What Is the Largest Cyclic Subgroup of S_n?

[JoanBraidy]

I became interested in this question a few weeks ago, I couldn't find much on it

basically I've realized it's equivalent to finding for each n a partition of n say

x_1,x_2,...,x_k such that x_1+x_2+...+x_k=n and lcm(x_1,...,x_k) is maximum

(because you can then take the subgroup <(123...x_1)(x_2...x_3)...(x_(k-1)...x_k)>

however computing this seems pretty much impossible

does anyone have any insights on this problem?

 

[eok20]

I don't think there is a closed form. Check out this paper: http://www.cs.ust.hk/mjg_lib/Library/Miller87.pdf

 

[Martin Rattigan]

EDIT: Both the formula and programme in this post are incorrect (see sequel)

For the numbers P_n=\sum_{r=1}^{n}p_r the largest order of an element in S_{P_n} would be \Pi_{r=1}^{n}p_r. It's also clear that the largest order for S_n is monotonic non decreasing with n.
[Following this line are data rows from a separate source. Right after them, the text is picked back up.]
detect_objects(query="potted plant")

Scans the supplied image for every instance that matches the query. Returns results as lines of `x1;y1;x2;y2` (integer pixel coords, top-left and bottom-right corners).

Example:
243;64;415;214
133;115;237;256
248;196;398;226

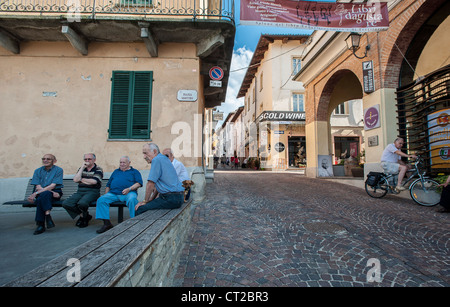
351;150;366;177
333;159;345;176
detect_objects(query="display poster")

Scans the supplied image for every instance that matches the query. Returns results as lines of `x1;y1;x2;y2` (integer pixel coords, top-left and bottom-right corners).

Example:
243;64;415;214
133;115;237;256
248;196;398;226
240;0;389;32
428;109;450;169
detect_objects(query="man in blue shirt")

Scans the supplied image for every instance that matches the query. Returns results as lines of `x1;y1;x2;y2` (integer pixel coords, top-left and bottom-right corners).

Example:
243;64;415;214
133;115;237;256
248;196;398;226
135;143;184;215
28;154;63;235
95;156;143;233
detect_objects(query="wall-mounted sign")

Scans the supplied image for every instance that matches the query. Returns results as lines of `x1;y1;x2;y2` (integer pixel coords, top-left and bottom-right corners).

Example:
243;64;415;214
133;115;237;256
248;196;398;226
364;104;380;130
363;61;375;93
256;111;306;121
209;80;222;87
274;142;285;152
213;112;223;121
177;90;197;101
209;66;223;81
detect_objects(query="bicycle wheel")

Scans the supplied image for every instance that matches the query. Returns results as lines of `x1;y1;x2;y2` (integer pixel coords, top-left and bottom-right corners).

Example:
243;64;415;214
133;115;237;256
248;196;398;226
409;179;441;207
364;178;389;198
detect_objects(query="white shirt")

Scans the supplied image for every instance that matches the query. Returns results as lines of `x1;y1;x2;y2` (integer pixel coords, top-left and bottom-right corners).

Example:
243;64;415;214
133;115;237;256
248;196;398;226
172;159;190;182
381;143;402;163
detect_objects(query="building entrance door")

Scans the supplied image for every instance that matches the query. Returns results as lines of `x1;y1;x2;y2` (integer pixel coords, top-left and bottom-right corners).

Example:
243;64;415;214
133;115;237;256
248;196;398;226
288;136;306;167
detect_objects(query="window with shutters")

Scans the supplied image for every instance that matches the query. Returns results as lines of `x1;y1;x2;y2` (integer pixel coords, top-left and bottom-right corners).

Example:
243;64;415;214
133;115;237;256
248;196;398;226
109;71;153;139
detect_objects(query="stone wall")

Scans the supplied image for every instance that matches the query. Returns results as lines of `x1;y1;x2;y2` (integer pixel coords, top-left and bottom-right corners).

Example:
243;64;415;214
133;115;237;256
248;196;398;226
114;204;193;287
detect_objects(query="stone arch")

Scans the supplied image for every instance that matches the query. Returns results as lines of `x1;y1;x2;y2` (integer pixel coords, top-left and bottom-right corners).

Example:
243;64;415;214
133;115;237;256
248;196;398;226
306;68;363;177
317;69;363;121
381;0;448;88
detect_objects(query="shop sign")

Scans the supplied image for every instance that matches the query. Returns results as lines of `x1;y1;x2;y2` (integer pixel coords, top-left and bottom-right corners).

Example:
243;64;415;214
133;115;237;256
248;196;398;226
177;90;197;101
363;61;375;94
364;104;380;130
257;111;306;121
213;112;223;121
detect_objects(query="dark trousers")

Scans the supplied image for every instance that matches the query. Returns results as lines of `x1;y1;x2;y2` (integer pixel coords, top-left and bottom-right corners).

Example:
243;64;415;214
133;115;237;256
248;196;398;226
136;192;184;215
34;191;62;222
440;184;450;210
62;187;100;219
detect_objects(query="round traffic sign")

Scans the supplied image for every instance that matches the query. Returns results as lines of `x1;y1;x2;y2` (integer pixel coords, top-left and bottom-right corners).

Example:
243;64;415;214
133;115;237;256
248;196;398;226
209;66;223;81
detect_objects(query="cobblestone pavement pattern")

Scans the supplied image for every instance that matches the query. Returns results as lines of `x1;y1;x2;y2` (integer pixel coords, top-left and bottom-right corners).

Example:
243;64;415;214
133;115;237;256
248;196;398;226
174;172;450;287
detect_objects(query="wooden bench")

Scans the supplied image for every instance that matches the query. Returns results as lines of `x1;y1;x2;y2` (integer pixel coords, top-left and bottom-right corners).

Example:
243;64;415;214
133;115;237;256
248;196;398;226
4;200;193;287
3;179;127;223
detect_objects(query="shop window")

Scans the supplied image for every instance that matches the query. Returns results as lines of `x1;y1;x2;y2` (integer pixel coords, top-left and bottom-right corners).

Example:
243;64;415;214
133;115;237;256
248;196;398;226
334;102;348;115
334;136;359;160
109;71;153;139
292;94;305;112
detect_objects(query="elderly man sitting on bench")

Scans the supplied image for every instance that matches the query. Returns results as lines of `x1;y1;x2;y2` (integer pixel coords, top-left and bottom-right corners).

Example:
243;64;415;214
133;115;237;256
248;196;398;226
95;156;143;233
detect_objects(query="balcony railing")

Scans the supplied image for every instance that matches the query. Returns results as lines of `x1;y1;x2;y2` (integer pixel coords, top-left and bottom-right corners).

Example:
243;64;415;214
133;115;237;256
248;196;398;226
0;0;234;22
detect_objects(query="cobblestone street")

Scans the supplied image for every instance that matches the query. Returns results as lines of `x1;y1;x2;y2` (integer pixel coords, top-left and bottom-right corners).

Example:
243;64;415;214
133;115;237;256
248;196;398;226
174;171;450;287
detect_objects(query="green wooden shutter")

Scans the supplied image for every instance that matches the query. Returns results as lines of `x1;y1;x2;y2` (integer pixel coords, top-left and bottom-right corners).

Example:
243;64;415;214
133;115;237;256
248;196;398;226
109;71;131;139
109;71;153;139
131;72;153;138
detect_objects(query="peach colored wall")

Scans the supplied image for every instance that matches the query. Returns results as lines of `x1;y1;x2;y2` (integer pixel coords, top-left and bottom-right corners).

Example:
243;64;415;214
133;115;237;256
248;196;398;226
0;42;204;178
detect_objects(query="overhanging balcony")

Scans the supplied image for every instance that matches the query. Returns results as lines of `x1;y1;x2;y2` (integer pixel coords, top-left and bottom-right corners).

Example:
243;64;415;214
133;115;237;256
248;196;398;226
0;0;236;107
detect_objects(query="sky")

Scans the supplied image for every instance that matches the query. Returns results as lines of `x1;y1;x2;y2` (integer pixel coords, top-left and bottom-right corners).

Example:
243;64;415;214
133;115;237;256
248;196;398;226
213;0;336;127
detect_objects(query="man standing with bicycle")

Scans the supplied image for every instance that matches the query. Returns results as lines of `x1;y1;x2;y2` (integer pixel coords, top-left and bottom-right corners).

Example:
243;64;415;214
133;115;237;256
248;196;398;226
381;138;417;192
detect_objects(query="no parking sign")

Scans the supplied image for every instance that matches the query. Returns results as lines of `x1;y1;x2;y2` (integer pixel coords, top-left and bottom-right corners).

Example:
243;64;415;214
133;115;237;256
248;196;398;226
209;66;223;81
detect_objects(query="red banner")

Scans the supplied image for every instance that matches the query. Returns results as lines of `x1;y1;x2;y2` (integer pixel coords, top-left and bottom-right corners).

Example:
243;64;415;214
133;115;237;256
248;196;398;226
240;0;389;32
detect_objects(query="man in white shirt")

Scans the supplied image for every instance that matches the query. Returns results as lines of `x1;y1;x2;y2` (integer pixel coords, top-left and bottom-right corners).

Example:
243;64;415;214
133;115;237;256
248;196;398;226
381;138;417;191
163;148;192;200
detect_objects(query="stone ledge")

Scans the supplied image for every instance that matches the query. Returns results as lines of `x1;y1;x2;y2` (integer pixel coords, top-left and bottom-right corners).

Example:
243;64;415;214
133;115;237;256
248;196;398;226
5;202;192;287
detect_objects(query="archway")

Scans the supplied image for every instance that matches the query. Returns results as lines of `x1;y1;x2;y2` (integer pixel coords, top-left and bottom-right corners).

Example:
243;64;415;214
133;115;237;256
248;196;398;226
306;69;363;177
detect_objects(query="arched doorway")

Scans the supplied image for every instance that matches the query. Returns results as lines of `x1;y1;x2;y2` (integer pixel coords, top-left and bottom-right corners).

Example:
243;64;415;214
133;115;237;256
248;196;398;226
306;69;363;177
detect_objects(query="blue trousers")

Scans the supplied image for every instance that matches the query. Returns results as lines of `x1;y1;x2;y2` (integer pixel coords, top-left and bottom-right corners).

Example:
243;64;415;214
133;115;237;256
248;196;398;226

In the gaps between the P_n the best places to distribute "remainder" between the existing cycles and how effective that can be will depend on both the remainder and the differences between p_{n+i}, i=1,2,\dots and p_{n-i}, i=0,1,2,\dots. Because of the awkwardness of the sequence of primes I would be surprised if a handy formula could be found for these.

I've put together a cheap and nasty javascript routine (below) to calculate the first few values, but this bows out after n=270 because the javascript integer accuracy is exceeded. Even if an unlimited accuracy routine for the arithmetic were included, I wouldn't hold out much hope of a BFI routine like this getting very far owing to the eventual size of the numbers if nothing else. (I haven' t attempted to quantify this either.)

<script>
big=Math.pow(2,53)
toobig=false
function hcf(p,q){
  var u=Math.max(p,q)
  var v=Math.min(p,q)
  while(1){
    h=v
    v=u%v  
    if(!v)break
    u=h
  }
  return h  
}
function lcm(p,q){
  var wk=Math.min(p,q)/hcf(p,q)
  if(big/wk>=Math.max(p,q))return Math.max(p,q)*wk
  return 0
}
function cpy(u){
  if(!(u instanceof Array)){if(typeof(u)!='object')return u;wobbler()}
  var r=[]
  for(var i in u){
    r[i]=cpy(u[i])
  }
  return r
}
function part(n){
  if(!('done' in this))done=[]
  if(n in done)return cpy(done[n])
  var max=[n]
  max.v=n
  for(var i=n-1;i>=1;i--){
    var rest=n-i 
    rest=part(rest) 
    if(rest)rest.v=lcm(i,rest.v)             
    if(!(rest&&rest.v)){toobig=true;return null}
    if(rest.v>max.v){
      max.v=rest.v
      max.length=0
      var mx=0
      var idone=0
      for(var j=0;j<rest.length;j++){
        if(!idone&&i>=rest[j]){
          max[mx]=i
          mx++
          idone=1          
        }
        if(i!=rest[j]){
          max[mx]=rest[j]
          mx++
        }
      }
      if(!idone)max[mx]=i
    }    
  }
  done[n]=cpy(max) 
  return max
}
function doit(n,testlim,parm){
  if(!parm)parm=[100,10000]
  var pglim=parm[0]?parm[0]:100
  var gap=parm[1]?parm[1]:10000  
  if(!testlim)testlim=n
  var upper=n-(n%pglim)+pglim
  if(!('upto' in this))upto=document.getElementById('upto')
  if(!('blurb' in this))blurb=document.getElementById('blurb')
  var show=[]
  sp='&nbsp;';sp+=sp;sp+=sp;
  for(;n<Math.min(upper,testlim+1);n++){
    var maxpart=part(n)
    if(toobig){show[show.length]='<br>accuracy limit exceeded - terminating';break}
    show[show.length]=n+sp+maxpart.v+sp+'('+maxpart+')'
  }
  upto.innerHTML=n
  blurb.innerHTML=(n>pglim?'...<br>':'')+show.join('<br>')+(n<testlim?'<br>...':'')
  if(n<testlim&&!toobig)setTimeout('doit('+(n+1)+','+testlim+','+gap+')',gap)
}
</script>
<body onload="doit(1,1000000,[1000,1])">
<div>up to:</div>
<div id=upto></div>
<div>===========<br>n&nbsp;&nbsp;&nbsp;max_order&nbsp;&nbsp;&nbsp;max_cycle</div>
<div id=blurb></div>

 

[JoanBraidy]

interesting

i don't get why it's obvious that s_sum(p_i) has productp_i as its largest order

couldnt there exist another partion of sum(p_i) whose lowest common multiple is bigger

say 2+3+5=10=7+3

but 2*3*5=30 and 7*3=21

so S_(7+3) would have largest order 21 according to you but

then it also has an element of order 30 just take (12)(345)(678910)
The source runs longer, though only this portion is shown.